Carlos Alcaraz and Novak Djokovic during a match

Andy Murray was an interested observer in the stands at this year’s compelling Wimbledon men’s singles final – and he identified the nerves displayed by both Carlos Alcaraz and Novak Djokovic.

The tennis world marvels at the ability of the game’s top players to hold their nerve under the most intense pressure, with Murray among the few who have claimed the game’s biggest titles during an era dominated by Djokovic, Roger Federer and Rafael Nadal.

Many were surprised to see Murray sitting amongst the fans for the Wimbledon final last month, but he has now revealed the depth of the analysis he oversaw as he watched Alcaraz become the first player to beat Djokovic on Centre Court since the Scot’s win against the Serb in the 2013 final.

“I wasn’t planning on going to watch the match,” said the Brit, who has won two Wimbledon titles.

“I had to do something, and at Wimbledon that day, and then after I finished it was about an hour and a half before the start of the match, and I was, like, ‘I feel like I should stay for this one.’

“I really enjoyed it. I learned a lot from watching, and I think, yeah, probably something like looking back, wish I had maybe done a little bit more of.

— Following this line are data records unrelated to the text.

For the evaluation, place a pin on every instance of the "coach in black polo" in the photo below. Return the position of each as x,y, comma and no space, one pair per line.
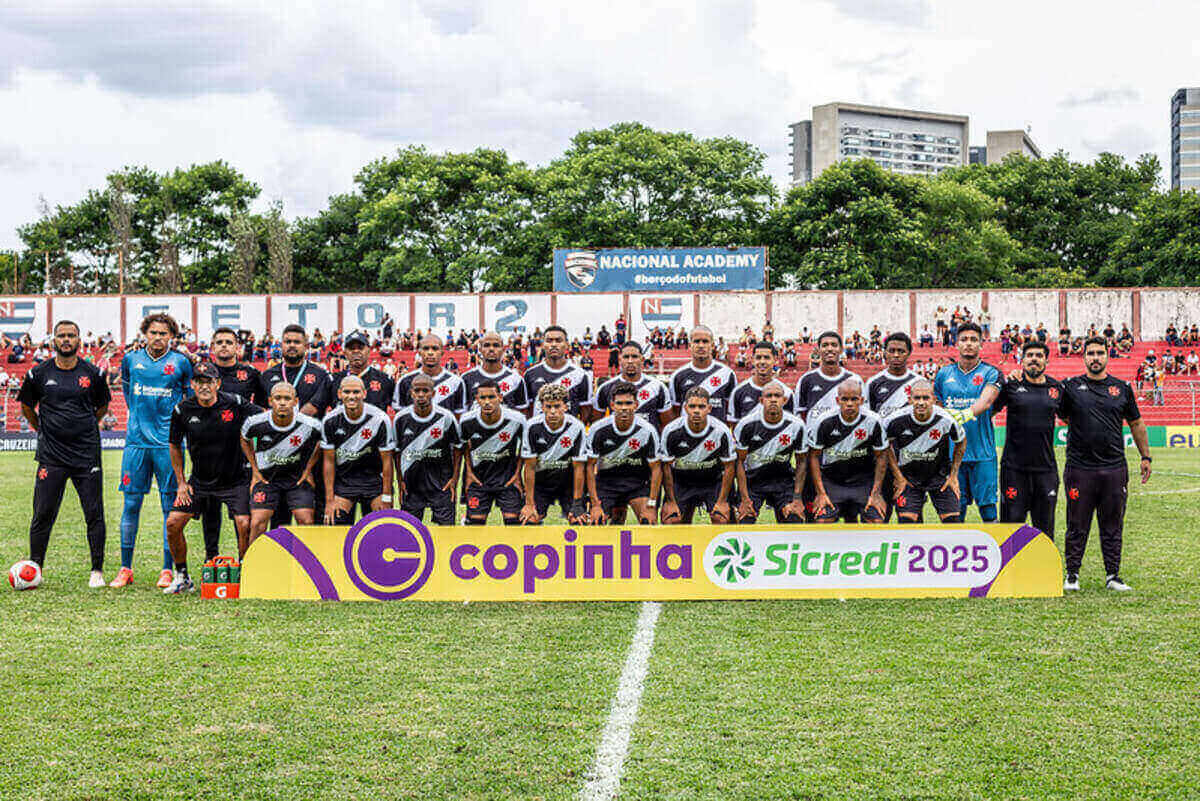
1096,405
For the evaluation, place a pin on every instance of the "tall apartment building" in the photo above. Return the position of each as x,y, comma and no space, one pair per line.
1186,139
901,140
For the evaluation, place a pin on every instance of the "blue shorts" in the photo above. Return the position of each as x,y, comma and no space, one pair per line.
139,464
978,482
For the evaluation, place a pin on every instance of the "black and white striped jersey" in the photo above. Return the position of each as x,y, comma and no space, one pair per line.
495,449
282,452
769,447
923,449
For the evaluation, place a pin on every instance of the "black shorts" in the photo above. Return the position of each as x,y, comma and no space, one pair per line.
237,500
269,494
480,499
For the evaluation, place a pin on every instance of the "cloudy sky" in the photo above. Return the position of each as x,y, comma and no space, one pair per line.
299,97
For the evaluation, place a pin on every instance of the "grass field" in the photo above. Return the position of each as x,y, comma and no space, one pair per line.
137,696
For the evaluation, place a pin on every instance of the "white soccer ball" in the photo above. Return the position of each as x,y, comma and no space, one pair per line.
24,574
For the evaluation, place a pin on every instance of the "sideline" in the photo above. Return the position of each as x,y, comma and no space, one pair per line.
604,778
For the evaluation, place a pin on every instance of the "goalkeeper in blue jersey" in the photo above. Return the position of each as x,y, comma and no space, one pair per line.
967,390
154,379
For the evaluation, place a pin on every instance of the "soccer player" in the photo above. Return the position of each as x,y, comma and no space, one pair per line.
623,462
553,368
63,399
379,387
919,438
653,399
748,395
427,455
697,458
767,440
281,447
491,438
555,459
702,371
154,379
491,368
1095,407
210,422
967,390
358,445
1029,471
847,458
448,389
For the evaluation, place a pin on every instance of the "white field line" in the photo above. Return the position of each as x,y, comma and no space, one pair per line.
604,780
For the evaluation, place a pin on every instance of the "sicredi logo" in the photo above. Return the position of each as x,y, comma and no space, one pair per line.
765,560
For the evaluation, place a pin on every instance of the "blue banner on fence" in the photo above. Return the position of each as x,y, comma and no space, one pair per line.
616,270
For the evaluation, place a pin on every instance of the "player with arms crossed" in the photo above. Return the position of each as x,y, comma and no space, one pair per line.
767,439
154,379
697,458
491,438
847,458
555,459
427,455
623,462
919,457
210,422
281,447
357,440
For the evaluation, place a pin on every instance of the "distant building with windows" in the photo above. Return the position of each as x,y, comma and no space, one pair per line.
900,140
1186,139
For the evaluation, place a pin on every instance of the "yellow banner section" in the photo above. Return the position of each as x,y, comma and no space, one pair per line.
390,555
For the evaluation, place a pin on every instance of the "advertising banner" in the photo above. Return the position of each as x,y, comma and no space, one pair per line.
390,556
641,270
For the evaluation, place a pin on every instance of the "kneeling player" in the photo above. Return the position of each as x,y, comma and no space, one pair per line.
919,457
552,451
847,458
357,440
766,439
697,461
281,446
623,462
491,437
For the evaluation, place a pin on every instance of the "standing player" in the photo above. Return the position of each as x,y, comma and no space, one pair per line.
357,440
555,459
154,380
847,458
713,375
919,457
427,455
748,395
697,458
210,421
281,447
1029,471
623,462
767,439
967,390
1095,407
553,368
491,368
63,399
491,438
653,399
448,387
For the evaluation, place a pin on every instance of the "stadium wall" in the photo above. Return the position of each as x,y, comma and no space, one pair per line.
1145,311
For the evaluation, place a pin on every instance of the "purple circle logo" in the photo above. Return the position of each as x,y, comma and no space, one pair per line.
389,554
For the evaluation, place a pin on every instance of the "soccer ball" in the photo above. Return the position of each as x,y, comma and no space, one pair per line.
24,574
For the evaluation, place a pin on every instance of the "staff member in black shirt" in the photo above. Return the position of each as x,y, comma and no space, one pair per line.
64,398
1029,471
1095,407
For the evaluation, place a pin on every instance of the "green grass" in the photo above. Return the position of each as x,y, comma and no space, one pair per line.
133,694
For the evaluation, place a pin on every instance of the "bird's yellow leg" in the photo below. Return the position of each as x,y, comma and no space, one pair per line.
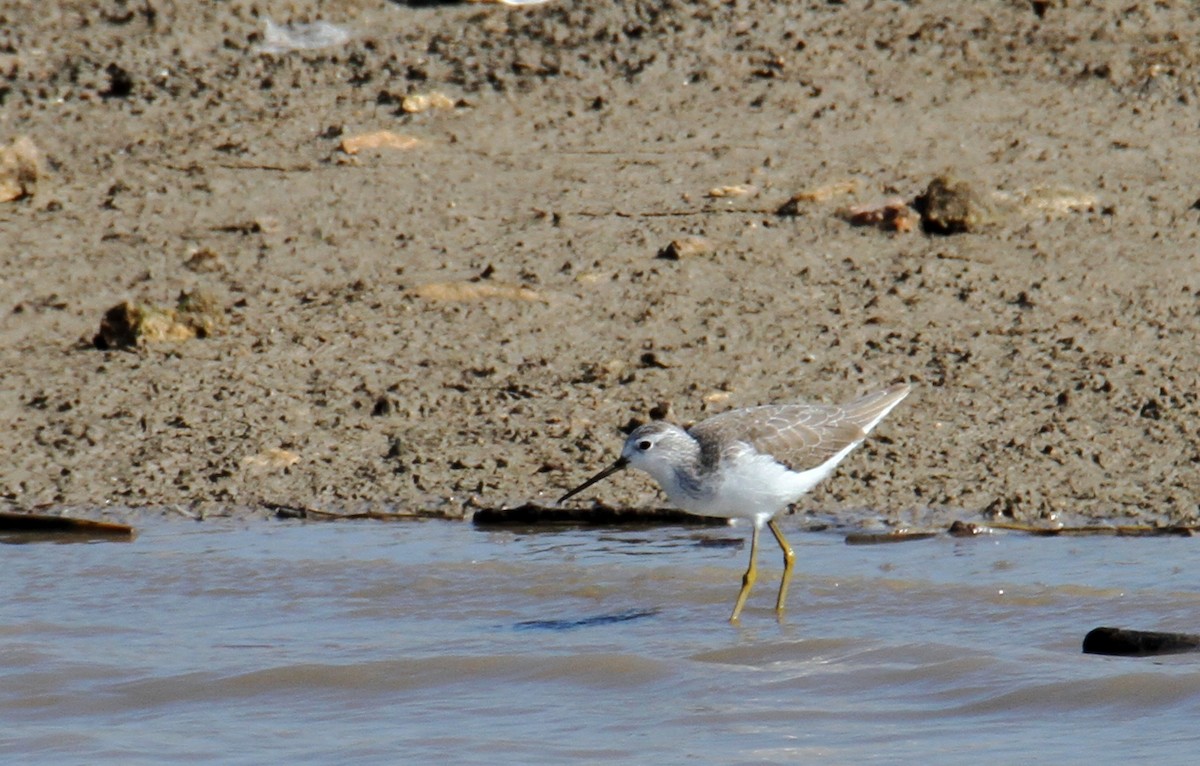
789,560
748,578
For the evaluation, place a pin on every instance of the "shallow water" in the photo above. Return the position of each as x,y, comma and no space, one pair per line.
438,641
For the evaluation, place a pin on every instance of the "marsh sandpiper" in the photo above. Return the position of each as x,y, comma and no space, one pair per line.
751,464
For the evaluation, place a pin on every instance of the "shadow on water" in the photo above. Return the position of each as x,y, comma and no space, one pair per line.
586,622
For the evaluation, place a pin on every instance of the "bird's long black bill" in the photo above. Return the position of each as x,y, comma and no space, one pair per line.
607,472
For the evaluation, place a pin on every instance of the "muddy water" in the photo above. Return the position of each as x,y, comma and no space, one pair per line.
366,642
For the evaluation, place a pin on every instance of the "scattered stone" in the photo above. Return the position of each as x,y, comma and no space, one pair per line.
737,190
21,166
204,261
415,103
685,247
467,292
951,205
270,459
378,139
129,324
1056,202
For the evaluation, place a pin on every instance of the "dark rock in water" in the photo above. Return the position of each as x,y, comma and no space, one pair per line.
894,536
1121,642
593,515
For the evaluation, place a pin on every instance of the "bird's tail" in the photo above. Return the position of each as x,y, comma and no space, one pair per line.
868,411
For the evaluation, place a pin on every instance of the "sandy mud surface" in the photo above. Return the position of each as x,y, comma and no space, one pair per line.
465,311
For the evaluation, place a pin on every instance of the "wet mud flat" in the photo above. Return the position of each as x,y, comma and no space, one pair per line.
441,264
421,634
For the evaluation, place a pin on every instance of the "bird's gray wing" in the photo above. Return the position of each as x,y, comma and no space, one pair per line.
799,436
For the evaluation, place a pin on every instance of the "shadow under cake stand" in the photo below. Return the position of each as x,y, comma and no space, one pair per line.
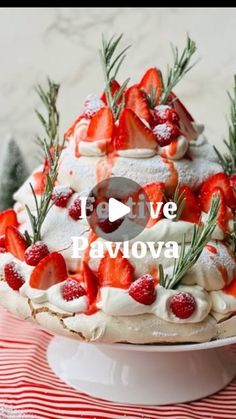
144,374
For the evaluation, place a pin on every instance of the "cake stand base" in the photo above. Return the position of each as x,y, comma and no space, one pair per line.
143,374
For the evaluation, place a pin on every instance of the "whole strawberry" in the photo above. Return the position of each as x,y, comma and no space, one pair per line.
182,305
35,253
14,279
71,289
143,290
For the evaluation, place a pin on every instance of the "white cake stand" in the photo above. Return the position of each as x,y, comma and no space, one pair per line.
144,374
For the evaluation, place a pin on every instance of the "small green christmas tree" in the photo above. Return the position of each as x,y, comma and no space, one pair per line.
13,173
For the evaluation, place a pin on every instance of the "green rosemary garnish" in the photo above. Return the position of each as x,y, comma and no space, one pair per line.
228,161
52,151
201,235
111,64
181,66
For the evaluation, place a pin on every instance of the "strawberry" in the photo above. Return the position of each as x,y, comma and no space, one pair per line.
91,283
191,211
72,289
143,290
166,133
35,253
164,113
7,218
14,279
15,242
92,104
137,102
101,126
2,241
182,305
222,182
50,271
155,193
61,195
132,133
152,80
114,88
185,119
115,272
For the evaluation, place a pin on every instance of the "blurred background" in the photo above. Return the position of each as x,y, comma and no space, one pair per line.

“It’s not always that easy to do and sit in the stands and watch matches, because, well, most of the people in there are tennis fans and it can be distracting.

“The end of the match, last couple of sets, I thought some of the tennis was brilliant.

“It was really hard conditions that day.”

Murray also suggested he watched both Alcaraz and Djokovic in between points, giving him a perspective you do not get watching on TV.

“The thing that’s interesting as well is when I was sitting there, I was also looking like a little bit at the teams and looking at seeing the players and their reactions between the points,” he stated.

“Although sometimes on the TV it can appear like they’re calm, you can actually see there was stress and frustration and all those things.

“When you’re just watching on the TV, they often cut, not all of the time, but a lot of the time, it’s people in the crowd or the guy that’s just won the point and you don’t see those immediate reactions as well.

“Seeing the frustration was there, but also how they were responding to that was interesting.”

When asked about specific aspects he picked up during the match, Murray added: “I ended up like taking videos and stuff of the guys and just focusing a little bit more on one side of the net.

“You know, looking at their like return positions and their movement between shots.

“Also, the times when particularly Alcaraz looking to play aggressive and offensive tennis and how he was going about doing that.”

The depth of Murray’s analysis highlights his unshakable love for the sport and while many have questioned why he is continuing his career at the age of 36 despite a lack of recent success, these comments highlight how he is still looking to improve and return to the top of the game.

It remains to be seen whether Murray will ever challenge Alcaraz and Djokovic in the game’s biggest tournaments, but his tennis brain remains as active as ever.

That may see the three-time Grand Slam champion move into a role as a commentator or coach when he finally calls time on his career, with his eagerness to learn new information about the game after all he has achieved a remarkable testament to his passion for the game.